Multivariate regular variation is a framework common to extreme value analysis, and when restricted to the positive orthant, focuses analysis on the upper tail. With a specific link function, transformed linear operations preserve regular variation on the positive orthant. The tail pairwise dependence matrix (TPDM) summarizes pairwise extremal dependence, is non-negative definite like a covarianced matrix, and additionally is completely positive.
In this overview talk, we will present our work in developing methods based on transformed-linear operations and the TPDM for modeling and studying extremes. We will briefly present extremal principal component analysis, a spatial autoregressive model for extremes, transformed-linear extremal time series models, and linear prediction for extremes.
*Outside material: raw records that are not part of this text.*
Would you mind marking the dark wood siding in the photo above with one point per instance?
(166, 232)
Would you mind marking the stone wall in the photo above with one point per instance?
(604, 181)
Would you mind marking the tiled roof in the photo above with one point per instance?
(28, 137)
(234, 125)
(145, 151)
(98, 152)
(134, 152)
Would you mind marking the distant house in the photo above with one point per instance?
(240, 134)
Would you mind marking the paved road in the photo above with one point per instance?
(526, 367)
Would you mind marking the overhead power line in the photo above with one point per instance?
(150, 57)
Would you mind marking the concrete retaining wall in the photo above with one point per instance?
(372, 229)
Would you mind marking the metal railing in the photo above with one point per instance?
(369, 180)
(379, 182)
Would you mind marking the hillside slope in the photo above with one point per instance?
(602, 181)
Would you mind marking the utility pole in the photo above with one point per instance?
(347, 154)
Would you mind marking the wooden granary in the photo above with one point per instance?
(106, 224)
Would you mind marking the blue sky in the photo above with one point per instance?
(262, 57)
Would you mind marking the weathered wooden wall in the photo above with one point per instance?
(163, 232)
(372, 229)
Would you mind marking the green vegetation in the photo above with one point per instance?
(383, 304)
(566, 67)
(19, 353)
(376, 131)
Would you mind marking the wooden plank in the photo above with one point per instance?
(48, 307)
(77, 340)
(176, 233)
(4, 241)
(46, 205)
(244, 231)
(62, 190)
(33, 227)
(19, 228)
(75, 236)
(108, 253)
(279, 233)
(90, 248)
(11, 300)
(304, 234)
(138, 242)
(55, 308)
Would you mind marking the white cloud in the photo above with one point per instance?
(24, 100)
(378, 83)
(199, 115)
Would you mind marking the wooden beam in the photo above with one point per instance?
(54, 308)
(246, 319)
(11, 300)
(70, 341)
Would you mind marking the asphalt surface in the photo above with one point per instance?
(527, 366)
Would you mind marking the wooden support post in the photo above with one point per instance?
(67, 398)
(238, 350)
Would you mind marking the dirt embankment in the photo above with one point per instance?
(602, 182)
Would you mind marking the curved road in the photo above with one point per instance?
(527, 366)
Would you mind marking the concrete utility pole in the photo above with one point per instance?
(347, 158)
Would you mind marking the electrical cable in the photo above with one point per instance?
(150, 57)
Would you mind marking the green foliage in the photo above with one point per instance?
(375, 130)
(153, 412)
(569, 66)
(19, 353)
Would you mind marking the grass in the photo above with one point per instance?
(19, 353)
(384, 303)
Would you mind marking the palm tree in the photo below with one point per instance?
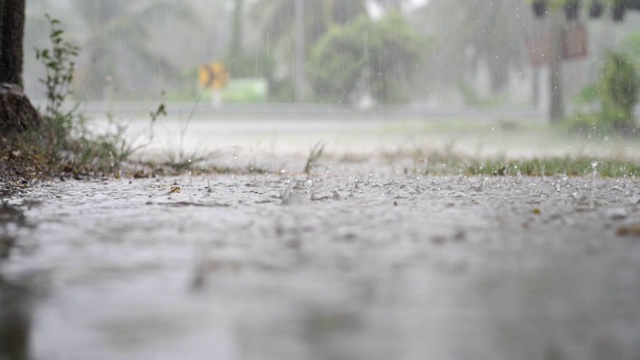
(275, 18)
(475, 33)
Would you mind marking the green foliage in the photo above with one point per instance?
(570, 166)
(608, 106)
(259, 64)
(381, 56)
(63, 143)
(620, 87)
(59, 67)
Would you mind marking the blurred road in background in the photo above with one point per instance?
(291, 130)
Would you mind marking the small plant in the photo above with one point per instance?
(620, 87)
(314, 155)
(64, 143)
(59, 66)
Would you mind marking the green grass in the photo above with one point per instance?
(447, 164)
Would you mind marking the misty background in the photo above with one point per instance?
(435, 53)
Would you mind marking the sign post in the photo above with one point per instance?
(213, 76)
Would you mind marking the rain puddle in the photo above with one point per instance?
(368, 266)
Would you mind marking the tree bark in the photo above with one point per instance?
(12, 13)
(16, 112)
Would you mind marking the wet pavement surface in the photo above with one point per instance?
(359, 265)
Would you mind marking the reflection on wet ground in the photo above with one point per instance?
(15, 320)
(379, 266)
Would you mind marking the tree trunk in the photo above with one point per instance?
(556, 103)
(11, 35)
(16, 112)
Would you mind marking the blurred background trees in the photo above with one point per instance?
(433, 53)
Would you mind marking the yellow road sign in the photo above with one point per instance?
(213, 76)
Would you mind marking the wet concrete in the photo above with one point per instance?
(349, 264)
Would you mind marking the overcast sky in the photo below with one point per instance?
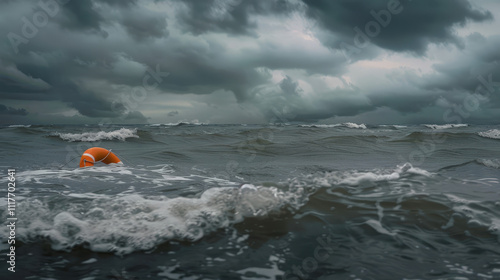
(249, 61)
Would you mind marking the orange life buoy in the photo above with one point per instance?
(96, 154)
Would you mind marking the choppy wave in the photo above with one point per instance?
(445, 126)
(345, 125)
(355, 178)
(120, 134)
(492, 133)
(19, 125)
(494, 163)
(181, 123)
(132, 222)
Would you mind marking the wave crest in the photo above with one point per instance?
(120, 134)
(492, 133)
(345, 125)
(445, 126)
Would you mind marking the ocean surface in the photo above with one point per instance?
(282, 201)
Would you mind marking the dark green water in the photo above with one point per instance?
(255, 202)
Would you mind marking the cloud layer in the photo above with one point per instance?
(249, 61)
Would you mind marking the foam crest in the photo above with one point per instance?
(493, 163)
(445, 126)
(492, 133)
(132, 222)
(345, 125)
(120, 134)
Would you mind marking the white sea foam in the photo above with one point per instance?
(492, 133)
(120, 134)
(445, 126)
(130, 222)
(346, 125)
(394, 126)
(181, 123)
(494, 163)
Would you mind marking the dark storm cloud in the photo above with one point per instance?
(402, 25)
(230, 16)
(142, 24)
(6, 110)
(80, 15)
(93, 53)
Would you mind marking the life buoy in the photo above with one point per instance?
(96, 154)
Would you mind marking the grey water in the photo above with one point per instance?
(279, 201)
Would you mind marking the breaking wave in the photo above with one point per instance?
(132, 222)
(492, 133)
(120, 134)
(445, 126)
(345, 125)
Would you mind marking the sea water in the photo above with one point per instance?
(278, 201)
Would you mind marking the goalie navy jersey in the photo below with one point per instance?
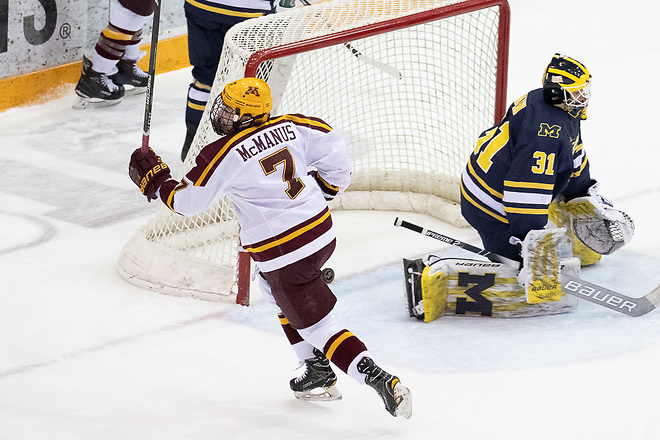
(281, 208)
(518, 167)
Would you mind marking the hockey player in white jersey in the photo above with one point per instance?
(280, 172)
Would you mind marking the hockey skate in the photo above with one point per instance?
(397, 398)
(95, 89)
(317, 383)
(131, 77)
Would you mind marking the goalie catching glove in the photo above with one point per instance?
(148, 172)
(597, 224)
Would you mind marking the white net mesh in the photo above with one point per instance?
(409, 92)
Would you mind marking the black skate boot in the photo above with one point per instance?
(317, 381)
(191, 129)
(131, 77)
(95, 89)
(397, 398)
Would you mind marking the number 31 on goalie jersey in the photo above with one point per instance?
(283, 157)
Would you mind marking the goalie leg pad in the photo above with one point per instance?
(540, 275)
(560, 217)
(463, 287)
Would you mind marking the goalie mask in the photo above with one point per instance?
(242, 104)
(567, 85)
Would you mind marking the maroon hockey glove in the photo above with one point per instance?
(148, 172)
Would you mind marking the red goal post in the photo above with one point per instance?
(409, 83)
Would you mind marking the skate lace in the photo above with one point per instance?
(108, 84)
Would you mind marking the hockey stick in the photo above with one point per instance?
(390, 70)
(572, 285)
(146, 128)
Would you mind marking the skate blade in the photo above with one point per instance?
(83, 103)
(320, 394)
(403, 397)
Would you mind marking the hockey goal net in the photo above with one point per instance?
(409, 83)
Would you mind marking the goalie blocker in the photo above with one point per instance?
(436, 287)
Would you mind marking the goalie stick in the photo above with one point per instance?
(572, 285)
(152, 74)
(390, 70)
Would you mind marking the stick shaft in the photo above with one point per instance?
(146, 128)
(580, 288)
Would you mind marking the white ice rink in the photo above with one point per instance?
(86, 356)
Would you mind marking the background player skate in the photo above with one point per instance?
(528, 192)
(113, 69)
(262, 164)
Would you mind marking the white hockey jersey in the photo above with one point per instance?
(264, 170)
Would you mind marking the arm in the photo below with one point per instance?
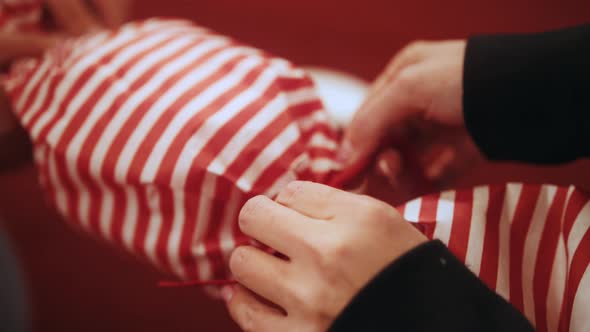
(15, 45)
(428, 289)
(526, 97)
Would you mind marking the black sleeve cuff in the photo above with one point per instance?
(526, 97)
(428, 289)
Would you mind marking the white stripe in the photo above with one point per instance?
(201, 224)
(511, 199)
(131, 218)
(320, 140)
(154, 223)
(531, 248)
(412, 210)
(245, 135)
(208, 128)
(281, 182)
(103, 73)
(270, 153)
(301, 96)
(230, 217)
(102, 105)
(28, 88)
(581, 225)
(163, 103)
(481, 198)
(211, 126)
(148, 89)
(444, 216)
(557, 281)
(580, 321)
(67, 82)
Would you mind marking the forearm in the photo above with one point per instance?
(428, 289)
(16, 45)
(526, 97)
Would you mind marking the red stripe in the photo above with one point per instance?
(427, 216)
(214, 147)
(546, 257)
(72, 127)
(491, 245)
(83, 160)
(168, 164)
(290, 84)
(89, 144)
(518, 235)
(462, 212)
(114, 152)
(81, 81)
(578, 264)
(575, 205)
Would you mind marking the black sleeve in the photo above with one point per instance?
(527, 97)
(428, 289)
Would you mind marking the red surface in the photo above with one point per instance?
(79, 284)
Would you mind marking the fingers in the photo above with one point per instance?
(314, 200)
(390, 100)
(275, 225)
(250, 313)
(261, 272)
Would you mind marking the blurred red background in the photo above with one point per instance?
(79, 284)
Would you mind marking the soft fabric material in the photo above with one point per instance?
(526, 97)
(154, 135)
(428, 289)
(20, 15)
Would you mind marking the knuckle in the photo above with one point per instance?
(247, 319)
(406, 80)
(252, 208)
(417, 45)
(237, 261)
(378, 211)
(291, 192)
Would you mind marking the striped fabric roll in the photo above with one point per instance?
(529, 243)
(153, 136)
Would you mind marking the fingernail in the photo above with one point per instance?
(227, 292)
(345, 153)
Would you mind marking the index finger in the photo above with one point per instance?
(275, 225)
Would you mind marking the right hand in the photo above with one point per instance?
(416, 105)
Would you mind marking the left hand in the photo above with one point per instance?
(334, 242)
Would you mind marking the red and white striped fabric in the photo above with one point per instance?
(153, 137)
(529, 243)
(20, 15)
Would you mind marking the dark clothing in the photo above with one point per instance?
(525, 98)
(428, 289)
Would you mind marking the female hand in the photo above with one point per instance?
(334, 243)
(416, 105)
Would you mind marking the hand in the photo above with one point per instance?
(416, 105)
(77, 17)
(333, 242)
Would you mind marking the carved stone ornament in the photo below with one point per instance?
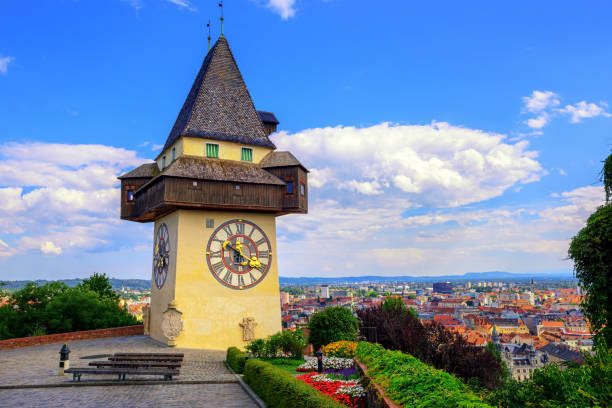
(248, 328)
(172, 323)
(146, 319)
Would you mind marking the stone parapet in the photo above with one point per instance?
(72, 336)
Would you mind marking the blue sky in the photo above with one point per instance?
(443, 138)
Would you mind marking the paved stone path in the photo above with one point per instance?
(38, 366)
(179, 395)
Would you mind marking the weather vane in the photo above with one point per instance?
(221, 5)
(208, 26)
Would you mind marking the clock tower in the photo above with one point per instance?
(214, 193)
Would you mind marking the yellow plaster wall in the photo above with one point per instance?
(197, 147)
(178, 145)
(211, 311)
(161, 297)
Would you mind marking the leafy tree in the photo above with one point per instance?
(332, 324)
(56, 308)
(394, 303)
(430, 342)
(590, 251)
(100, 284)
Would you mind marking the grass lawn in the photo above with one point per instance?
(286, 364)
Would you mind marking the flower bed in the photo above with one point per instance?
(347, 392)
(329, 363)
(342, 348)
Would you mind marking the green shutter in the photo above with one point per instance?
(212, 150)
(247, 154)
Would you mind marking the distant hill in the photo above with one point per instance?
(471, 276)
(117, 284)
(142, 285)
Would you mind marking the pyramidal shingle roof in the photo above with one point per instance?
(219, 105)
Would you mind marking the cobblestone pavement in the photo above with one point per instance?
(170, 395)
(38, 365)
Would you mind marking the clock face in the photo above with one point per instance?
(161, 255)
(239, 254)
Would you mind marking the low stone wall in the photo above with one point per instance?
(63, 337)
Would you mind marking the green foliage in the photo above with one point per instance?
(236, 359)
(590, 251)
(409, 382)
(589, 385)
(393, 303)
(279, 389)
(100, 284)
(288, 343)
(56, 308)
(332, 324)
(257, 348)
(491, 348)
(606, 177)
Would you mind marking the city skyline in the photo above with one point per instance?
(434, 149)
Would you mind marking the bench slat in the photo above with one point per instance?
(151, 354)
(143, 358)
(168, 364)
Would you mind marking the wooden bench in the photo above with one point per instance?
(136, 364)
(144, 358)
(121, 372)
(150, 354)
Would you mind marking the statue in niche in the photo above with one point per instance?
(172, 323)
(248, 328)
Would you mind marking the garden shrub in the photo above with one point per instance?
(342, 348)
(288, 343)
(410, 382)
(236, 359)
(398, 329)
(279, 389)
(332, 324)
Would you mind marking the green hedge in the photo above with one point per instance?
(279, 389)
(236, 359)
(411, 383)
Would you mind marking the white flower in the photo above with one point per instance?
(355, 391)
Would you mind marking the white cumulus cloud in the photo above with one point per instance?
(584, 110)
(4, 61)
(49, 247)
(57, 196)
(544, 104)
(540, 100)
(437, 164)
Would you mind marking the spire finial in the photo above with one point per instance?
(221, 5)
(208, 25)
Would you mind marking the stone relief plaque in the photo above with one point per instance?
(172, 323)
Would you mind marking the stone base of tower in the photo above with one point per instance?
(192, 309)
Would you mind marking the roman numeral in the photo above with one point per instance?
(218, 267)
(228, 277)
(252, 277)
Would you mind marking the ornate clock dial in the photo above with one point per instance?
(161, 255)
(239, 254)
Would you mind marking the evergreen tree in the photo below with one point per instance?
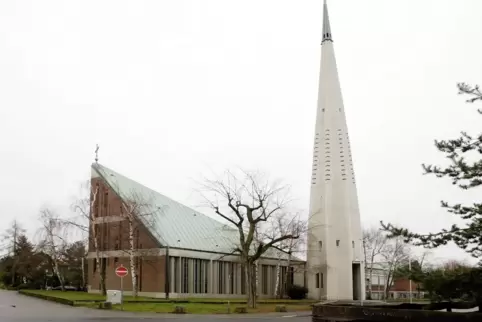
(463, 173)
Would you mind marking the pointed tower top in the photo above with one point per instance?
(326, 24)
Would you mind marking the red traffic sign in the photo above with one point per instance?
(121, 271)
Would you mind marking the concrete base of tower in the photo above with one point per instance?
(337, 285)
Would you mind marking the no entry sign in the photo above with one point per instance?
(121, 271)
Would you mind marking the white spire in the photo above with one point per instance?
(326, 24)
(334, 267)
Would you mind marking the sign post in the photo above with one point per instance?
(121, 272)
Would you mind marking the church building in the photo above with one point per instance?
(179, 252)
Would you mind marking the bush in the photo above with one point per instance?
(179, 309)
(241, 310)
(280, 308)
(297, 292)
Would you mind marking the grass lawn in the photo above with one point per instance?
(84, 296)
(160, 305)
(200, 308)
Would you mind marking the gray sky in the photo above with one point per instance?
(175, 89)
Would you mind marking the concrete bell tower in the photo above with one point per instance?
(335, 269)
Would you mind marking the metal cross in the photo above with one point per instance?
(96, 153)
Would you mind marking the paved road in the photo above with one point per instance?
(19, 308)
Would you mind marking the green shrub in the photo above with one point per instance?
(178, 309)
(297, 292)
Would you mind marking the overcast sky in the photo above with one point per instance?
(171, 90)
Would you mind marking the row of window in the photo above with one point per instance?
(192, 275)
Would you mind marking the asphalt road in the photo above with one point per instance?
(19, 308)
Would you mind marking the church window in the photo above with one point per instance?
(185, 275)
(264, 279)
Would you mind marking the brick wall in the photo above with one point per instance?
(113, 237)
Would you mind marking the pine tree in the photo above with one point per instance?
(466, 175)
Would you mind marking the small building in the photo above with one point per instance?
(399, 288)
(179, 252)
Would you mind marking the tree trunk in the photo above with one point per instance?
(277, 288)
(57, 272)
(252, 289)
(100, 267)
(370, 282)
(132, 259)
(288, 271)
(83, 273)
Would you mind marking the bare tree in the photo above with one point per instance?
(396, 254)
(375, 243)
(10, 242)
(250, 204)
(52, 241)
(84, 208)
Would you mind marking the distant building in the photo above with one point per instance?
(398, 289)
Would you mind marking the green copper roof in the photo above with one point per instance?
(174, 224)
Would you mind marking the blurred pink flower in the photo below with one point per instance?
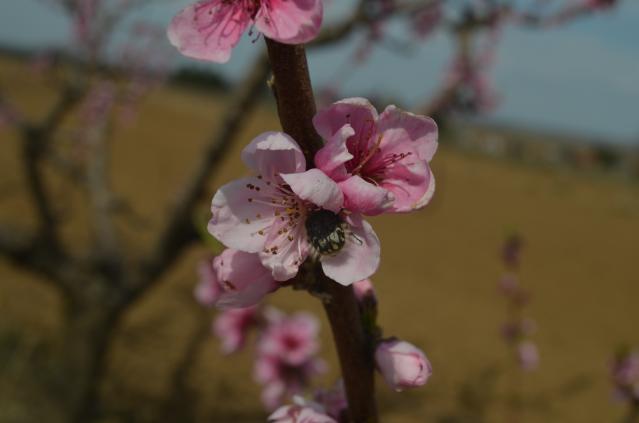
(232, 327)
(301, 412)
(379, 161)
(280, 378)
(286, 213)
(600, 4)
(293, 340)
(402, 364)
(209, 29)
(625, 376)
(528, 355)
(514, 331)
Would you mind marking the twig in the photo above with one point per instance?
(296, 107)
(179, 232)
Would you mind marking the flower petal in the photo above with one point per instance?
(291, 250)
(363, 197)
(243, 279)
(331, 158)
(208, 30)
(359, 258)
(421, 131)
(428, 195)
(407, 178)
(272, 153)
(357, 112)
(290, 21)
(314, 186)
(240, 214)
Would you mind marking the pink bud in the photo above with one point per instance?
(402, 364)
(364, 291)
(207, 290)
(301, 412)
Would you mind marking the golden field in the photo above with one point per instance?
(437, 284)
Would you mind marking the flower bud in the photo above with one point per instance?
(402, 364)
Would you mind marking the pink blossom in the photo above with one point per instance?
(528, 355)
(208, 290)
(379, 161)
(364, 290)
(625, 376)
(241, 278)
(600, 4)
(425, 21)
(301, 411)
(280, 378)
(232, 327)
(402, 364)
(209, 29)
(292, 339)
(286, 213)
Joint work with: Stephan Clémençon, Hamid Jalalzai and Anne Sabourin, Télécom Paris, Institut polytechnique de Paris
Abstract: The angular measure on the unit sphere characterizes the first-order dependence structure of the components of a random vector in extreme regions and is defined in terms of standardized margins. Its statistical recovery is therefore an important step in learning tasks involving observations far away from the center. In the common situation when the components of the vector have different distributions, the rank transformation offers a convenient and robust way of standardizing data in order to build an empirical version of the angular measure based on the most extreme observations. However, the resulting structure of the empirical angular measure is complex and the study of its concentration properties is challenging. It is the purpose of the paper to establish non-asymptotic bounds for the maximal deviations between the empirical and true angular measures, uniformly over classes of Borel sets of controlled combinatorial complexity. As expected, the bound scales essentially as the square root of the effective sample size, up to a logarithmic factor. In addition, we propose a variant of the empirical angular measure by omitting the most extreme observations. For the new estimator, the logarithmic factor in the concentration bound is replaced by a factor depending on the truncation level. The bounds are used to provide performance guarantees on a binary classifier in extreme regions based on the empirical risk minimization principle and built upon the angular measure.